If you’re selling a property to an owner occupant and carrying the paper as a seller financing, there are some new rules that you need to watch. The biggest one goes into effect January 10, 2014. It’s part of the Frank-Dodd Act. To understand what is happening, we have to go back a few years.
Roughly 5 years ago, the “SAFE Act” (Secure and Fair Enforcement for Mortgage Licensing for 2008) was passed on the federal level, then was implemented on a state-by-state basis. The SAFE Act basically required that you be a mortgage loan originator, or use a mortgage loan originator to sell properties with owner financing.
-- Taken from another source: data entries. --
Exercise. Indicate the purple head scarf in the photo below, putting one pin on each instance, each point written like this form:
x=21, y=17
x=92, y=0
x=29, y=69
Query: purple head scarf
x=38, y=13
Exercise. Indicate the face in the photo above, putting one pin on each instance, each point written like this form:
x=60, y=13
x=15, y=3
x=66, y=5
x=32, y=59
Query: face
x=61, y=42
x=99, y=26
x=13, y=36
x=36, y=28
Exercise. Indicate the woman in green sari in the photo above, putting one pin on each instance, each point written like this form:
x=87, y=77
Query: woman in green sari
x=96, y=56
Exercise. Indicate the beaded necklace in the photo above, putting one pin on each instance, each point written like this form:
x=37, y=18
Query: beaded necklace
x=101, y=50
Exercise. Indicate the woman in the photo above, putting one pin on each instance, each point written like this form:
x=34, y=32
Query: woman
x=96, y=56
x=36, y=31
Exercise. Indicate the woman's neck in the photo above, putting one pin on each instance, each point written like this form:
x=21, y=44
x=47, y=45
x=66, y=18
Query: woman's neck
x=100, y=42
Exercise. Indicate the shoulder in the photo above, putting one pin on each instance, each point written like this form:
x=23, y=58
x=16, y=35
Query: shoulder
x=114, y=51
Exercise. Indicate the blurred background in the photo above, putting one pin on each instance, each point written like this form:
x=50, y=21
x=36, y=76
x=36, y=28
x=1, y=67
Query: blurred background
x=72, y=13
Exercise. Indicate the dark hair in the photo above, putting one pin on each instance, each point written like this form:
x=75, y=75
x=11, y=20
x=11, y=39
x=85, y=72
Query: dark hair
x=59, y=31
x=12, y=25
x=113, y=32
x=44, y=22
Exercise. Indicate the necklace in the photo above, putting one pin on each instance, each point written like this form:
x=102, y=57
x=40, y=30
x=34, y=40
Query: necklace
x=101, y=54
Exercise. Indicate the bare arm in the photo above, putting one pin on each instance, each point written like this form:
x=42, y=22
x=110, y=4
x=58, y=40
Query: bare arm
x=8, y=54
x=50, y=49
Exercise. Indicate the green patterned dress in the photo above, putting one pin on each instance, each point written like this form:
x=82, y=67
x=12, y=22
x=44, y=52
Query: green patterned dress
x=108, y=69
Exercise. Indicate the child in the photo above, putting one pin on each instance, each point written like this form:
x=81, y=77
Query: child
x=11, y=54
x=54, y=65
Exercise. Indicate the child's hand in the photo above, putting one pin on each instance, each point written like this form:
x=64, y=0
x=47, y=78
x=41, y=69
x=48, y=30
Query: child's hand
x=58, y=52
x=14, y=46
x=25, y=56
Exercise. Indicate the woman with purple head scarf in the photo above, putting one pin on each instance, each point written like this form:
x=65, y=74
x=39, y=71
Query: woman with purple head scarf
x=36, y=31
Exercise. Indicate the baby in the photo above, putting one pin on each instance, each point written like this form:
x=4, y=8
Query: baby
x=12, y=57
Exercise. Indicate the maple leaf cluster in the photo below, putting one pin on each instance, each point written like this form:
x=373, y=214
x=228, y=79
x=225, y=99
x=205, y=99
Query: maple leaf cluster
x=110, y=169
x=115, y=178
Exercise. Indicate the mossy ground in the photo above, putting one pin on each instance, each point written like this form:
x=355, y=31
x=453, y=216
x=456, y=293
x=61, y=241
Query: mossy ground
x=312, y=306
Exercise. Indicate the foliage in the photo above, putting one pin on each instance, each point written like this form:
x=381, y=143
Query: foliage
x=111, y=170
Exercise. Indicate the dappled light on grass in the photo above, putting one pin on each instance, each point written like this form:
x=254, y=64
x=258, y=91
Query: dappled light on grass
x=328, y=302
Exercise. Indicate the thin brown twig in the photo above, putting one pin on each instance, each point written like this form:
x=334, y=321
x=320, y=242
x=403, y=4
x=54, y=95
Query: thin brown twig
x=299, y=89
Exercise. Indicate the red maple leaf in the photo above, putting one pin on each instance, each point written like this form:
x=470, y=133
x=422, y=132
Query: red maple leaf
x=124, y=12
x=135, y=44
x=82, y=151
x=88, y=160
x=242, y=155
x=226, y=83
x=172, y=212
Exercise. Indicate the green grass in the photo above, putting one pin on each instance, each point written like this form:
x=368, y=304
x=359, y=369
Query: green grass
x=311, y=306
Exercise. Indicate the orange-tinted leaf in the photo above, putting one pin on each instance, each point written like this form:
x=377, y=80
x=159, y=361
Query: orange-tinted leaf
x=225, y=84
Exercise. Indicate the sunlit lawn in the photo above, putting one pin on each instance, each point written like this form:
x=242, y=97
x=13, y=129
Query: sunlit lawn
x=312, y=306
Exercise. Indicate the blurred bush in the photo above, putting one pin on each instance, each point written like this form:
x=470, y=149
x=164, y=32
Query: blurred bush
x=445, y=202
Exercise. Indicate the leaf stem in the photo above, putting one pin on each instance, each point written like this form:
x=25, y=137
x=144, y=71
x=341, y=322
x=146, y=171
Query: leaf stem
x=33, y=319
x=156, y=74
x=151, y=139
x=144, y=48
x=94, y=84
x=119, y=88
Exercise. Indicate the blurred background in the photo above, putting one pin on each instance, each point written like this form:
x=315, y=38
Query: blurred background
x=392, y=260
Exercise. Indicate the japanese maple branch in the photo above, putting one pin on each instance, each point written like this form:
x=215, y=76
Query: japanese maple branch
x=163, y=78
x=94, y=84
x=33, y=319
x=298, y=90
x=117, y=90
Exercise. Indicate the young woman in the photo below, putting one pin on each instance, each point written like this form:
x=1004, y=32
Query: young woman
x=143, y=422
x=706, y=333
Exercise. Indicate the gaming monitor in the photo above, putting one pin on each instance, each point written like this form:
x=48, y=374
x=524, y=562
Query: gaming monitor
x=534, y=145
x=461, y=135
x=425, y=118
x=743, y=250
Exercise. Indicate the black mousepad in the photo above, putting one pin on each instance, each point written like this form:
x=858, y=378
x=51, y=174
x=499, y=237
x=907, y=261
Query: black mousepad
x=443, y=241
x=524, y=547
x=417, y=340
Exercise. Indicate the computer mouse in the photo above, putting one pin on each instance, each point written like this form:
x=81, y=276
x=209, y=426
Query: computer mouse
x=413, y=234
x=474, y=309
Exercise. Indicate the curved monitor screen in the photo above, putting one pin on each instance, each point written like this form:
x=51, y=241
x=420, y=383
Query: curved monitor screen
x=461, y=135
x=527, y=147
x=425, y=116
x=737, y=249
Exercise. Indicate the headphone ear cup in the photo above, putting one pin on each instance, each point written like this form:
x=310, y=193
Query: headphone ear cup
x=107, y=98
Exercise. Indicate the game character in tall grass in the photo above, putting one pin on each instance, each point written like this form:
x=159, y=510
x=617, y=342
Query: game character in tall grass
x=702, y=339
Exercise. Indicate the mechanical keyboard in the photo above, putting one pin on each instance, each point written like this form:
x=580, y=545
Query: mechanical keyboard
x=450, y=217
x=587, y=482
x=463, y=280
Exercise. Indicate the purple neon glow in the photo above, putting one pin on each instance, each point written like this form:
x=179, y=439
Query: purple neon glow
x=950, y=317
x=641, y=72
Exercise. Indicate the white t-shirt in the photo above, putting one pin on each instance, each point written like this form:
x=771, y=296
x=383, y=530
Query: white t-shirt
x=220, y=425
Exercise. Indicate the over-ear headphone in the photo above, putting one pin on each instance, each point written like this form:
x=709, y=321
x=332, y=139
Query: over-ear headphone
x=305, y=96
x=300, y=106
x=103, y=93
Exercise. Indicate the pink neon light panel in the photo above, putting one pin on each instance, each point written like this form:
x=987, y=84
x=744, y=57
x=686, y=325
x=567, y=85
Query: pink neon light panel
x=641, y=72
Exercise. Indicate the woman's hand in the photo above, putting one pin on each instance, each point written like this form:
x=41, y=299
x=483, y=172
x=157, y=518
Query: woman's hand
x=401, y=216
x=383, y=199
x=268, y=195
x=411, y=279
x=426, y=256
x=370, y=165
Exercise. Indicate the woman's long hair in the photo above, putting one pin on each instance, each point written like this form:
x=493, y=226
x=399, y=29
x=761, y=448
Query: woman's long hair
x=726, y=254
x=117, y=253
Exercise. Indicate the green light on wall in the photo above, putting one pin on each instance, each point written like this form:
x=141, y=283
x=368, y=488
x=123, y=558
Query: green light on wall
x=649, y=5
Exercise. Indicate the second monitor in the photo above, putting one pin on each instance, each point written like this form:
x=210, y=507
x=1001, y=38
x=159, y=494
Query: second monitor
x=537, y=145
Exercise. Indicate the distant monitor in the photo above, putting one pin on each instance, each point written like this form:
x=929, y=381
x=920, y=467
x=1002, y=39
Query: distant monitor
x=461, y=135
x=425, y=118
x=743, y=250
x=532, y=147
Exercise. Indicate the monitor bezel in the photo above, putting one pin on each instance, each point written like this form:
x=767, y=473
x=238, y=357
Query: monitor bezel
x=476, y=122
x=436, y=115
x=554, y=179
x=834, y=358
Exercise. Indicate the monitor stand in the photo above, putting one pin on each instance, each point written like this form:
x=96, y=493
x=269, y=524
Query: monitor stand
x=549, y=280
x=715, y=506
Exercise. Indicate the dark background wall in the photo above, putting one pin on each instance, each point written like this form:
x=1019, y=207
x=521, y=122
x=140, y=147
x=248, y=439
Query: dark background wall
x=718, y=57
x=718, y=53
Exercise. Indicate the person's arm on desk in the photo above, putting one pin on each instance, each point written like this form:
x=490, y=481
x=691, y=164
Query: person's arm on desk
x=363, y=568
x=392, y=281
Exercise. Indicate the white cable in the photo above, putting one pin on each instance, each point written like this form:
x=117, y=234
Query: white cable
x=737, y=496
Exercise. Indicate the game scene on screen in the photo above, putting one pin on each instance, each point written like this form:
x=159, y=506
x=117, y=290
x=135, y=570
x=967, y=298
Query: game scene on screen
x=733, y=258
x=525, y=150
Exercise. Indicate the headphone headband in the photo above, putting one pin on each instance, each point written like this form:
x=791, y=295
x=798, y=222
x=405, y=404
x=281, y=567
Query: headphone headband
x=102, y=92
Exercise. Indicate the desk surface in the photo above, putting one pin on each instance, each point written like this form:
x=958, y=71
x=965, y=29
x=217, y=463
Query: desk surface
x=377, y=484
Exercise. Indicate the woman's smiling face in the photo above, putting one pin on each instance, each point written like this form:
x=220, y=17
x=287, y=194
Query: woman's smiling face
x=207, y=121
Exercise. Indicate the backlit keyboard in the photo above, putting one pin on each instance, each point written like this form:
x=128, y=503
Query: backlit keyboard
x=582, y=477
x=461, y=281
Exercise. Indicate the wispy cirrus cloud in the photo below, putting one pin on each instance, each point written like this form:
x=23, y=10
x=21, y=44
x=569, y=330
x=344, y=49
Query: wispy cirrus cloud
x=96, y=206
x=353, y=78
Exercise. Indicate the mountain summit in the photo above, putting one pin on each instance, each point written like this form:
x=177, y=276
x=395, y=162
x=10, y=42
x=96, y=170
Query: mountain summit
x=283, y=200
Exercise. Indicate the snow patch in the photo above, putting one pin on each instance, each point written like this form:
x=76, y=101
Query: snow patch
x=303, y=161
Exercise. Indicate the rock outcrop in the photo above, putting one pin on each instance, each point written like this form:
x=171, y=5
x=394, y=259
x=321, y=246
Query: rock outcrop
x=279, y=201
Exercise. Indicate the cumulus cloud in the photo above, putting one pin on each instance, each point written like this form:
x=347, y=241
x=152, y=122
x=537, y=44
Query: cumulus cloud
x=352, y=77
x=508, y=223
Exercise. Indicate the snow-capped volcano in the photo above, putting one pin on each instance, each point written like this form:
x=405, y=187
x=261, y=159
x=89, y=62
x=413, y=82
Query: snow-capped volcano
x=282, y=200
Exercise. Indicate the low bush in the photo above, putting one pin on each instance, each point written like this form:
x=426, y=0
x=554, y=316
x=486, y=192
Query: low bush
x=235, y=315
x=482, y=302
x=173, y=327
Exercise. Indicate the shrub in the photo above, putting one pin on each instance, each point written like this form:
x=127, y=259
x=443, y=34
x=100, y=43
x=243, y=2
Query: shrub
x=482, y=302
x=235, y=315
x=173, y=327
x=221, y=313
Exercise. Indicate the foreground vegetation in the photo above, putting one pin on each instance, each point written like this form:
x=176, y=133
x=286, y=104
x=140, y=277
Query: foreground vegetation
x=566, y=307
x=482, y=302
This means getting a loan application like a FNMA 1003, comply with Truth in Lending, and have the buyer sign the ½” thick pile of other lender disclosures.
People panicked when the SAFE Act came out, and declared that seller financing was all but dead. Savvy creative real estate investors found that they could ask a mortgage guy if he could “originate” seller financing loans. In one deal, the mortgage guy just printed the stack of documents from his lender software and charged the buyer $400 as a loan origination fee. No big deal, just a waste of good trees.
The SAFE Act was later amended in many states to allow you to do three or so deals a year without having to do all this nonsense. The Act did not address using different entities for every three deals, leaving a possible loophole in those states.
In other states, however, there were NO exemptions, meaning unless you were selling your own principal residence, you had to be a mortgage loan originator, or use one in the transaction, even for one deal. Technically, you can’t even ADVERTISE the seller-financing feature – the mortgage loan originator has to do so.
That’s where we are now. If you’re doing seller financing of a property that isn’t your own home, you need to find out whether the property is in one of the amended SAFE states. If you are, follow the rules. If you’re not, you probably need to find a loan originator.
And it’s about to get more complicated again.
Enter the Dodd-Frank regulations that go into effect January 10, 2014. This one is a bit more complex and difficult to deal with, largely because it is confusing and has regulations that have yet to be clarified.
We’ll start with who is exempt and who is not. If you are selling raw land, commercial property, or to a person who is not going to a live in the property, you have nothing to worry about. If you are a person or a trust, you can do one deal a year, so long as it’s not a “funky” loan, like a reverse amortization, etc .
If you are in a state that has the amended SAFE Act, than you will be able to do 3 loans. If you’re in a state that has not, the same old rules apply.
Tomorrow, we’re going to talk about a strategy to increase the number of seller financed deals in a year.
Action steps from today:
- Determine whether you are in a state that has adopted amended SAFE Act of 2008 regulations. (And if so, what they are)
- Clarify what your goals are. What are you going to be selling and to what kind of buyer?